Sur la colline au sud de l’agglomération contemporaine (138km de Thessalonique et 76km de Polygyros) se trouve le site de la ville antique. La plage s'étendant sur plus de deux kilomètres de longueur est dominée par les vestiges de la forteresse byzantine précédant ceux d'une basilique paléochrétienne. Notons aussi la tour en pierre, joyaux de l'ère byzantine.

La péninsule rocheuse prouve que Toroni a été habitée sans interruption depuis le Néolithique (IIIe millénaire av. J-C.). Des migrants originaires d'Eubée ont habités Toroni au VIIIe siècle av. J.-C. La ville a rejoint l'Alliance Athénienne jusqu'à sa conquête par les Spartiates. Le roi Philippe II de Macédoine l’a conquise en 348 av. J.-C. puis les Romains en 168 av. J.-C. avant d’être détruite par des raids barbares au VIe siècle de notre ère. C’était une des villes les plus grandes et les plus riches de Halkidiki. Sa situation est décrite par Thucydide avec le siège de Likithos (la petite et raide péninsule rocheuse à l'extrémité sud de la plage qui faisait partie des murs de l'ancienne Toroni) par les Spartiates au cours de la guerre du Péloponnèse. Lors de l'occupation romaine et l'époque byzantine, les murs de la ville ont été renforcés afin de la protéger côté mer et côté terre. Ils furent construits avec les matériaux de construction de l'ancienne acropole et probablement détruits sous l'occupation ottomane. De très importants objets ont été trouvés dans le cimetière de la ville dont un merveilleux pichet d'argent (Ve siècle av. J.-C.) avec des méduses gravées sur les poignées, exposé au Musée archéologique de Thessalonique. Le visiteur peut voir une partie des murs de l’acropole et des ruines de la ville. Les quais du port, en grosses pierres de granit, ont été découverts au fond de la mer avec des vestiges de murs de pierre se prolongeant sur le rivage, probablement les entrepôts de la ville. Du cimetière de l’âge du fer (XIe siècle av. J.-C.), 134 tombes ont été fouillées et 500 objets entièrement conservés découverts.

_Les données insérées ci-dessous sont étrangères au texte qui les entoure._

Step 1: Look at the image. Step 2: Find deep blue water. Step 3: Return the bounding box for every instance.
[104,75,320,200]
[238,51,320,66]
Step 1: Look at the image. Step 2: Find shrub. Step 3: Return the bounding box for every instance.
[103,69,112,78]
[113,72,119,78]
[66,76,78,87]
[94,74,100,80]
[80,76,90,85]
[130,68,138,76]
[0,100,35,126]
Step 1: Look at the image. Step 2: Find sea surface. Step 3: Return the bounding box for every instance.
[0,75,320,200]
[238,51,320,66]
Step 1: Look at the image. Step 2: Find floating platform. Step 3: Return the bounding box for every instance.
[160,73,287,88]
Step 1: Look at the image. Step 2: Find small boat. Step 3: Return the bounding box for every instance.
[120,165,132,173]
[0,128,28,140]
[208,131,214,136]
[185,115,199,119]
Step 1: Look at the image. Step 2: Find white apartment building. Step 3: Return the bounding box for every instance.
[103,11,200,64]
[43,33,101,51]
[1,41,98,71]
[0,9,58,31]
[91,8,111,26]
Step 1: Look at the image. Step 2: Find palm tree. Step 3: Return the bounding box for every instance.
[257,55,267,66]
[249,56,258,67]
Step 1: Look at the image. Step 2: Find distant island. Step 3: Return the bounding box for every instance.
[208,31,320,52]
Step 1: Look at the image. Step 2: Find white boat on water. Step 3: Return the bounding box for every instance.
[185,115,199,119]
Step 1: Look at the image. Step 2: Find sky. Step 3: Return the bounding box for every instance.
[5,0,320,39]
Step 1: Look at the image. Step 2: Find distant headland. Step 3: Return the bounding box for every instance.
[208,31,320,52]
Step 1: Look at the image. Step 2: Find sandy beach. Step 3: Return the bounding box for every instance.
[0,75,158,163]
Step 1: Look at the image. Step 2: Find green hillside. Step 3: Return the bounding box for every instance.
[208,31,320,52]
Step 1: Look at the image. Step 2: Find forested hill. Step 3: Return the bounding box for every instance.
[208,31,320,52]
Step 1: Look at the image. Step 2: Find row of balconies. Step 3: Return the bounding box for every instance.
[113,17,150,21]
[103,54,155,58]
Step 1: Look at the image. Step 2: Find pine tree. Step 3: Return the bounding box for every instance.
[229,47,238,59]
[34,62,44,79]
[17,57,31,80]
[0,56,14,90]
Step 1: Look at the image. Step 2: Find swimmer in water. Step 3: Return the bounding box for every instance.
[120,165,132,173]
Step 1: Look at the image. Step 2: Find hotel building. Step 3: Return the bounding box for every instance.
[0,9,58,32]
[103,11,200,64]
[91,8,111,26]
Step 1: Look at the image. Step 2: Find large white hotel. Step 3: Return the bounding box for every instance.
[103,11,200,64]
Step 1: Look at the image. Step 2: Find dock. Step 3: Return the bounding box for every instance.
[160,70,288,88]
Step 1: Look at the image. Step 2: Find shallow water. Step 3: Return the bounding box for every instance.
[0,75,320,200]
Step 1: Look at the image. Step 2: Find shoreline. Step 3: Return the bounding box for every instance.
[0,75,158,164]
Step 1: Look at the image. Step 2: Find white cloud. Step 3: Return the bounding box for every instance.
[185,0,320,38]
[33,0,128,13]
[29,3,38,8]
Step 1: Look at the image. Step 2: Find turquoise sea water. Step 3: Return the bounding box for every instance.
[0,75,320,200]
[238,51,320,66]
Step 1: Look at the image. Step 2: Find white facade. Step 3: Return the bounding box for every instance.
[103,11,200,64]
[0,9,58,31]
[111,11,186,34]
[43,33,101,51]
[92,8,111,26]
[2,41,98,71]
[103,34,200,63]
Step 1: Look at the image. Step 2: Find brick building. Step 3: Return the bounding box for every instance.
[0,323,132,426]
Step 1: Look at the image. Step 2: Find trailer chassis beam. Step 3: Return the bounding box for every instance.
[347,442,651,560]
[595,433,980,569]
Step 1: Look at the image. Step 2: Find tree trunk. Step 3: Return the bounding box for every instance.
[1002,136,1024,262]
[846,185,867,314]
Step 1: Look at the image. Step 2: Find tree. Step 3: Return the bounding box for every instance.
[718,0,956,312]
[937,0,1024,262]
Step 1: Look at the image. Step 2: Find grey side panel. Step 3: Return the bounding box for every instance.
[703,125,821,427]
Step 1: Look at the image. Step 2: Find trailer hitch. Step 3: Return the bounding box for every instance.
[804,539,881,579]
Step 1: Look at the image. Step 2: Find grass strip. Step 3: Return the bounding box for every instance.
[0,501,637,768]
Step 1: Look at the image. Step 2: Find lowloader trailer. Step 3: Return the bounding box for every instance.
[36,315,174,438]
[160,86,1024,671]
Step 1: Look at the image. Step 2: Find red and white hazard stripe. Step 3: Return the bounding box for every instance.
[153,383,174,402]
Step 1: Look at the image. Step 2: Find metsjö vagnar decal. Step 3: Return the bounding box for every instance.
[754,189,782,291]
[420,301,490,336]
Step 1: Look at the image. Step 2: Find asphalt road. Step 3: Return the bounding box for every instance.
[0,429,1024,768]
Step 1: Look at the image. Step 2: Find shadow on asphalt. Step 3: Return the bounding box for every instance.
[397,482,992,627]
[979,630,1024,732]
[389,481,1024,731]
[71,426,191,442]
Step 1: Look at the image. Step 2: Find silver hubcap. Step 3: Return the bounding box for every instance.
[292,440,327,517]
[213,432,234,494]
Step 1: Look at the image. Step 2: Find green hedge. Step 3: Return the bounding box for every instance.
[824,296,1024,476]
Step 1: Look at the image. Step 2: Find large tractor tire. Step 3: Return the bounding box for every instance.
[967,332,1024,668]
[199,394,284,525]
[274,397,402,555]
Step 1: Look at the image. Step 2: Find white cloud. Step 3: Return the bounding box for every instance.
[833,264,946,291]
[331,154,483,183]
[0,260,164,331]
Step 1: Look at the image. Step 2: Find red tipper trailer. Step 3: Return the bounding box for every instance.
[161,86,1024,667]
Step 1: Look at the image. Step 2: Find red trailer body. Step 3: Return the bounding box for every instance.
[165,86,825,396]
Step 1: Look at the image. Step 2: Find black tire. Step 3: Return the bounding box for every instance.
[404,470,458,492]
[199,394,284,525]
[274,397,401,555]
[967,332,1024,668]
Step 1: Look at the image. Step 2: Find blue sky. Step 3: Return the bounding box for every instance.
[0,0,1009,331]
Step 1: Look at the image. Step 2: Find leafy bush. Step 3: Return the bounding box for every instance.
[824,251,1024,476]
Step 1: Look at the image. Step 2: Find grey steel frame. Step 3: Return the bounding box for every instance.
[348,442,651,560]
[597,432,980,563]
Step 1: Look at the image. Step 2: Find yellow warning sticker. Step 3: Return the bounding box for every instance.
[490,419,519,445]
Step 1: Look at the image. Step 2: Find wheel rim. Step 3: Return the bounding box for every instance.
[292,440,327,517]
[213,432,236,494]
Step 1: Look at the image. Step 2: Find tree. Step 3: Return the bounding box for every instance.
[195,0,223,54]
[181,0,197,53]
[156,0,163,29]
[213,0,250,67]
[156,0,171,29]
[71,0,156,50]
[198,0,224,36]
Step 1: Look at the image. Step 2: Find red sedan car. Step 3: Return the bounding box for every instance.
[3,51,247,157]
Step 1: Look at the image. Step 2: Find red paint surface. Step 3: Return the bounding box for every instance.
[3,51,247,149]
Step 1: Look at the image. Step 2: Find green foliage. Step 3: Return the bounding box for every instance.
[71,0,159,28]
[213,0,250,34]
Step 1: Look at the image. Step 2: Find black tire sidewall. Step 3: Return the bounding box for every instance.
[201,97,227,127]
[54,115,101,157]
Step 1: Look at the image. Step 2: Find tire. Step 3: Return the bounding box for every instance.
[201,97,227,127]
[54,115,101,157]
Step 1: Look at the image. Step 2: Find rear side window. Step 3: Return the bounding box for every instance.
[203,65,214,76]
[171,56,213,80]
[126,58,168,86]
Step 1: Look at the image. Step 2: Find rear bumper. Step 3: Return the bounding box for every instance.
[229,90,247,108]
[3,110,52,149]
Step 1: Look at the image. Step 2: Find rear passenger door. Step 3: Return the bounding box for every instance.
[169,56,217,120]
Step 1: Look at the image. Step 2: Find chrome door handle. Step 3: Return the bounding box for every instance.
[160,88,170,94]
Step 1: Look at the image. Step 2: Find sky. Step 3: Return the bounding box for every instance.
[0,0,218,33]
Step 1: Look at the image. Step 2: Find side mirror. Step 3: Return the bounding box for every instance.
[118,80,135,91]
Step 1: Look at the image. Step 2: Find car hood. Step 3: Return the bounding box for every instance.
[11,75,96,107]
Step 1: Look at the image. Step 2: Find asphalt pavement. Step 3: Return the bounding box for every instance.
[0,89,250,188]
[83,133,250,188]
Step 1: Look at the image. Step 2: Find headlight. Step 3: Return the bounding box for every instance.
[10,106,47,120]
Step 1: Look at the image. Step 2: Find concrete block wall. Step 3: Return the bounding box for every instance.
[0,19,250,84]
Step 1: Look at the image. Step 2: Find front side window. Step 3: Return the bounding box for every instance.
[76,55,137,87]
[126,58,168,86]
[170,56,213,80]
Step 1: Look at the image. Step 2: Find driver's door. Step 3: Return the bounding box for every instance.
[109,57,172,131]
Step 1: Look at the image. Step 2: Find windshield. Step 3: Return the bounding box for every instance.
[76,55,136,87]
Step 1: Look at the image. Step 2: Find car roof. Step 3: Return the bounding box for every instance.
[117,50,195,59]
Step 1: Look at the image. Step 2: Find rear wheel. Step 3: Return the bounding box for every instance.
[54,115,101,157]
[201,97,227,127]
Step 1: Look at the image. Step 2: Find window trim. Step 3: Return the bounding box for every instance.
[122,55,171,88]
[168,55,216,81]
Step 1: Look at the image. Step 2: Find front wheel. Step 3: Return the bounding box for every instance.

La basilique chrétienne à trois nefs dédiée à Agios Athanassios (Saint Athanase) a été construite au Ve siècle. Un incendie l’a détruit au VIe siècle et une autre a été construite sur les fondations, également détruite plus tard. La mosaïque de la nef centrale a été conservée en bon état jusqu'à aujourd'hui. Elle se trouve près de la route menant de Toroni à Porto Koufo, entre deux autres plus anciennes églises chrétiennes.